However, relatively little research has been conducted to examine the effects of general daily levels of busyness on cognition. Busyness can be defined as having one’s time occupied by frequent obligations (Gershuny, 2005). The Martin and Park Environmental Demands Questionnaire (MPED; Martin and Park, 2003) busyness subscale has been used as an assessment of busyness (e.g., Festini et al., 2016, 2019; Kaya et al., 2019). This self-report busyness subscale includes questions like, “How often do you have too many things to do each day to actually get them all done?” or “How often do you rush out of the house in the mornings to get where you need to be?” Thus, it is distinct from other measures of mental engagement and stress because it specifically assesses busyness and task load. Festini et al. (2016) reported that busier middle-aged and older adults tended to have better cognition, with the strongest relationship observed for episodic memory. This provided an initial demonstration of the potential benefits of living a busy, engaged lifestyle, but much additional research needs to be conducted. It is still unknown whether this relationship is causal–that is, whether or not being busy causes preservation of cognitive abilities, or if the relationship was observed simply because people with better mental function are capable of living busier lives. Moreover, it will be imperative to examine the interaction between busyness, cognition, and stress within the same individuals because it is possible that busyness that becomes stressful may impair cognitive performance, as literature also frequently observes negative consequences of stress on cognitive and brain health (Lupien et al., 2009). Here, I address several important areas for future research, while situating these future studies in the current literature. The focus is primarily on psychological research that addresses “busyness” and “busy lifestyles” directly. Important relevant literature on related concepts regarding mental engagement is briefly considered (for comprehensive reviews see Butler et al., 2018; Bielak and Gow, 2022; Roheger et al., 2022).

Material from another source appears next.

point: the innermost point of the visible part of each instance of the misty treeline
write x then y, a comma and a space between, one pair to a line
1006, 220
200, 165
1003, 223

Brief review of critical literature

Activity levels

Substantial correlational evidence documents a relationship between heightened activity levels and better cognitive and neural health. Activity level research often implements self-report assessments of a broad range of daily activities, including how often individuals partake in social, physical, and cognitive activities. For example, Seeman et al. (2011) observed that greater social engagement was associated with better episodic memory and executive functioning in middle-aged and older adults. Similarly, Valenzuela and Sachdev (2007) found that individuals with more lifetime experiences, an assessment of intellectual activity across one’s lifetime, had less cognitive decline over 18 months. Activity level research has repeatedly documented favorable associations between frequent activities and neurocognitive aging (see Anaturk et al., 2018; Gheysen et al., 2018).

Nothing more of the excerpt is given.